ニュースアプリのスマートニュース、10月の東証上場を目標に準備
ニュースアプリを運営するスマートニュースは、東京証券取引所へ10月にも上場する方向で新規株式公開(IPO)の準備を進めている。事情に詳しい複数の関係者への取材で明らかになった。
関係者らによると、想定される時価総額は21年の資金調達時の株式価値20億ドル(当時の為替レートで2100億円)を下回る可能性が高いとしている。中東情勢混乱を受けた株式相場の不安定な動きが足元で続き、IPOが時期を含めて計画通りに進むかは不透明だとも語った。
東証株価指数(TOPIX)は23日に直近高値からの下落率が10%を超えて調整局面入りした。株式相場の先行き不透明感が強まり、投資家のリスク回避姿勢は企業価値の評価を含めてIPO市場にも波及している。
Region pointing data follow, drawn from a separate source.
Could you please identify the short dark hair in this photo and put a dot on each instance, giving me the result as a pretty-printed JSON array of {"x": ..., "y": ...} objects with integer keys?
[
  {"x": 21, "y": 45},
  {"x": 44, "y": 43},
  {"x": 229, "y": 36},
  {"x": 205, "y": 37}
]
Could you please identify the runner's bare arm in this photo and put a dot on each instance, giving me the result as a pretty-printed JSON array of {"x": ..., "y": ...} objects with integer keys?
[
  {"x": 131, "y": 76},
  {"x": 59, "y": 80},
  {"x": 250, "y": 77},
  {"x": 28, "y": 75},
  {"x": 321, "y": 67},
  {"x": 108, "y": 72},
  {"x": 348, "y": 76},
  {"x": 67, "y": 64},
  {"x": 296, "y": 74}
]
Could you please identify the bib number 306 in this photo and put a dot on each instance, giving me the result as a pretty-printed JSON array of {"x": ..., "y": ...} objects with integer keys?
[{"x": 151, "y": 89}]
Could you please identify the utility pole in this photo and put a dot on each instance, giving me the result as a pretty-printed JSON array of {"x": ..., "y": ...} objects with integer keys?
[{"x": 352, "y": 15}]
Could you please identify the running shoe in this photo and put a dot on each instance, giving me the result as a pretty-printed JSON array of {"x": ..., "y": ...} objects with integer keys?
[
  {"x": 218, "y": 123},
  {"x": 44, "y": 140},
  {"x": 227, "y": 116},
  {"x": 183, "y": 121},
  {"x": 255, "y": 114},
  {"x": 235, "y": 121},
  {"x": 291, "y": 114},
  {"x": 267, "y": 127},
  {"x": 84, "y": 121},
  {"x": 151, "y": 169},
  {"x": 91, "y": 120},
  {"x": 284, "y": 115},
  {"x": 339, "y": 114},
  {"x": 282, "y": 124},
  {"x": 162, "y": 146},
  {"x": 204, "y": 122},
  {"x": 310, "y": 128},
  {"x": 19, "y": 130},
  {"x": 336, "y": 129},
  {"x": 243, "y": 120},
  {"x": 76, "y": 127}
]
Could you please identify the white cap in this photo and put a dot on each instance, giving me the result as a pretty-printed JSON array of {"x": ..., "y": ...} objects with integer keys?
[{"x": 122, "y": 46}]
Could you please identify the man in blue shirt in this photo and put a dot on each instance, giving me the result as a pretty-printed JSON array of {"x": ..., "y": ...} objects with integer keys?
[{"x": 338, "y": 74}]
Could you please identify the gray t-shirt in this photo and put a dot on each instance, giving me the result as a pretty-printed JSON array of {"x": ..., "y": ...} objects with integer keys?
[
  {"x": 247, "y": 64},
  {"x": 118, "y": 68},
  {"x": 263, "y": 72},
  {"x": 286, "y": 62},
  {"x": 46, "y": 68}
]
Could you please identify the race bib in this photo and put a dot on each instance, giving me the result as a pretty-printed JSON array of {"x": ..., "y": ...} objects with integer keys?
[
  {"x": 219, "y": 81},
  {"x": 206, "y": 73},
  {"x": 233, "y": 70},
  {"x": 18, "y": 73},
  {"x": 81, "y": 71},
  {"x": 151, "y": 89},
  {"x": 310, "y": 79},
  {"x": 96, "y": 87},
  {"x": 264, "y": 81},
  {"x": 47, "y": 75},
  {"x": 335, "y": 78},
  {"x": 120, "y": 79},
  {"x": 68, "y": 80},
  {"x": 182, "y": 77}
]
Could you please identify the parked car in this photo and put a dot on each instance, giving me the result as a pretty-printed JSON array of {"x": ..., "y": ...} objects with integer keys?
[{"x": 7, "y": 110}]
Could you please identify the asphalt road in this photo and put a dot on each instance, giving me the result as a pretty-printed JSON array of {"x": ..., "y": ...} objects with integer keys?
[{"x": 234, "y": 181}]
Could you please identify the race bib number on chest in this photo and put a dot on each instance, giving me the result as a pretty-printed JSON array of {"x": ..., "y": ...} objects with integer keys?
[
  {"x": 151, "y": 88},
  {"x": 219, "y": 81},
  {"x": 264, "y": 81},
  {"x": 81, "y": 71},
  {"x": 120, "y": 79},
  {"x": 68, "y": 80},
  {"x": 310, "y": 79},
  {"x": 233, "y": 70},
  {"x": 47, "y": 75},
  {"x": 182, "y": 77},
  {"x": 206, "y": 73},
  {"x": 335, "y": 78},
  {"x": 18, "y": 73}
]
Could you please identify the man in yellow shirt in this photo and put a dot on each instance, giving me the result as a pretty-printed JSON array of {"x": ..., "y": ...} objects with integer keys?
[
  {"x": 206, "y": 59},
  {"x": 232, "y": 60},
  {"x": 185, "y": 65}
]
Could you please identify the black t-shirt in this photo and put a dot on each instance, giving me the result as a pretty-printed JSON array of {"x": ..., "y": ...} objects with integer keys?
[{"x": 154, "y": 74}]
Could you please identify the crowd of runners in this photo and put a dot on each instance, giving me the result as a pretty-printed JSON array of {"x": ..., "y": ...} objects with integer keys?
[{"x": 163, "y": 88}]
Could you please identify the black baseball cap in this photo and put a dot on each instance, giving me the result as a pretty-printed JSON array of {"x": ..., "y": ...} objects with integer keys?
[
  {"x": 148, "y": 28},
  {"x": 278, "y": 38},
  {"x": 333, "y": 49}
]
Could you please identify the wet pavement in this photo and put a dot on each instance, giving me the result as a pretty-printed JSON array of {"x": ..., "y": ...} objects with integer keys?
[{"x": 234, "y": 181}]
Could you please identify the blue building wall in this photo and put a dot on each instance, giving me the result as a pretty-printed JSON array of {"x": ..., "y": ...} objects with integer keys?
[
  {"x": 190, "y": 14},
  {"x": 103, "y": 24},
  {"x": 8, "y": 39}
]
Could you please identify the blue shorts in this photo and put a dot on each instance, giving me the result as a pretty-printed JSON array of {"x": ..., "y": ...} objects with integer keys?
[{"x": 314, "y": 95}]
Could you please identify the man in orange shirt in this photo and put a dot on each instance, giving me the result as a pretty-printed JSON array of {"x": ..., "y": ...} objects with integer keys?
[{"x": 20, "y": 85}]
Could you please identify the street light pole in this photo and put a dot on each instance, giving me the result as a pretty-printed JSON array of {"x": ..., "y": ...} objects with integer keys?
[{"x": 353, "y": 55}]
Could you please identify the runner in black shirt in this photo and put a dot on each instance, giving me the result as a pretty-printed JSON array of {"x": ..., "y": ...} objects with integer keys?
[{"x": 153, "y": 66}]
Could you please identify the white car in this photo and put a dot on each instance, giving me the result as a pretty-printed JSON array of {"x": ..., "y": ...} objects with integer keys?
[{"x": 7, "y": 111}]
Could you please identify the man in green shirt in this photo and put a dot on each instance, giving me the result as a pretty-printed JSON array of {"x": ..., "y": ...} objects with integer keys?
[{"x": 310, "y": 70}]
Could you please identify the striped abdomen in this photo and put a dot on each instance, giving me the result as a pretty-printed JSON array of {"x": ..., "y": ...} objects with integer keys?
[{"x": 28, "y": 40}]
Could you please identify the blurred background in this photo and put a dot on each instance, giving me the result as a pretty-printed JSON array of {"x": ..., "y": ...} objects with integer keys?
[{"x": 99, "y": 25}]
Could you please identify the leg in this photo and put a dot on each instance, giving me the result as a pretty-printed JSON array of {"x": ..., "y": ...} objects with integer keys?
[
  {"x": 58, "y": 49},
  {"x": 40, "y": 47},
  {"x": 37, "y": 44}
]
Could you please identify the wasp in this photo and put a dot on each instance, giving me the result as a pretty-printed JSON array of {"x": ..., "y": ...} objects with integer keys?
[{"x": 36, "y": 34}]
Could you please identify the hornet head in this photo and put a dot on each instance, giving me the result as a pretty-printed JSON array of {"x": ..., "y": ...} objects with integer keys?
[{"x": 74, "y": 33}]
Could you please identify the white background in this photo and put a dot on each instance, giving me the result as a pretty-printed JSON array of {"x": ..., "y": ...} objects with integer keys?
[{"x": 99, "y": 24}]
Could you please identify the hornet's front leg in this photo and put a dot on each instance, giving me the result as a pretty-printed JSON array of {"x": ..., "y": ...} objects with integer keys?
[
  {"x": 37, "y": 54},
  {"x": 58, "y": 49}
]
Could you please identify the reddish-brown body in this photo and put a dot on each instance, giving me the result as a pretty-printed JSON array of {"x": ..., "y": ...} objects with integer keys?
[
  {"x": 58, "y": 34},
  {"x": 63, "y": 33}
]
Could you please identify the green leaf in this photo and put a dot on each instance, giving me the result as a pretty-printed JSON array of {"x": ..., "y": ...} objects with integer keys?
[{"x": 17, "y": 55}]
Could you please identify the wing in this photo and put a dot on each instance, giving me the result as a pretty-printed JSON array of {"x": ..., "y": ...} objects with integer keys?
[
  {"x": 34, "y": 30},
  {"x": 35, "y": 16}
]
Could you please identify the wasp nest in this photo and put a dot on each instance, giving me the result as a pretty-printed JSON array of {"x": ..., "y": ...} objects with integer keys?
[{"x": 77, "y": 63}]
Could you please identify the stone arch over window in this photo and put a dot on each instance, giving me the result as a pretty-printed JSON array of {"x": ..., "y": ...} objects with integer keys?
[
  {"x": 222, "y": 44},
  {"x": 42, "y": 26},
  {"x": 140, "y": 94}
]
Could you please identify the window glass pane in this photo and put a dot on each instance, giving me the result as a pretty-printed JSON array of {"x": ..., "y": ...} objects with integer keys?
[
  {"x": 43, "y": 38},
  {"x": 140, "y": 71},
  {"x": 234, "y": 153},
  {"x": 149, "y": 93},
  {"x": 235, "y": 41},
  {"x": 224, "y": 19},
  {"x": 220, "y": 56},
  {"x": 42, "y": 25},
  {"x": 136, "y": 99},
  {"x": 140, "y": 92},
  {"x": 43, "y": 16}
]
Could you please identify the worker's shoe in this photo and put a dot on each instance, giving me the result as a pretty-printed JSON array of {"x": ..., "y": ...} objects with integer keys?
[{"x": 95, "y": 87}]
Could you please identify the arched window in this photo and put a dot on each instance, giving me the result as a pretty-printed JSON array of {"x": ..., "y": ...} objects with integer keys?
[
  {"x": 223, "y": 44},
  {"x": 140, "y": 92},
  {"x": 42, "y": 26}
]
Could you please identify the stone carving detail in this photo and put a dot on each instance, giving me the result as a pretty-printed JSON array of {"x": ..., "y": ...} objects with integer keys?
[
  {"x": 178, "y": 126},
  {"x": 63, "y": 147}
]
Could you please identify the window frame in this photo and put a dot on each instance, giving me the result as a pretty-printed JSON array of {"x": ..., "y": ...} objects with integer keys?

スマートニュースは、資本政策の検討を適宜しているが現時点で決定している事項はないとコメントした。
IPO市場
ブルームバーグがまとめたデータによると、IPOの公開価格が年初来で決定したのは7銘柄にとどまり、11年以来の低水準となっている。25日までに上場した5社の初値は全て公開価格を割り込んでおり、投資家心理はさえない。
スマートニュースは24年に三井住友銀行からベンチャーデットとして100億円を調達。米国での広告事業の拡大を念頭に営業基盤の強化など成長投資をすると発表した。動画広告の提供を開始するなど広告事業の強化を図っているほか、有料ニュースのサブスクリプションサービスも展開し、収益源の多角化を進めている。
これに先立ち21年9月にはシリーズFラウンドとして2億3000万ドル(当時の為替レートで251億円)を調達し、企業価値は20億ドルと評価されていた。
スマートニュースについては、IPOに向けて三菱UFJモルガンスタンレー証券や野村ホールディングスを主幹事に起用し、海外投資家との接触を開始したとブルームバーグが昨年7月に報じた。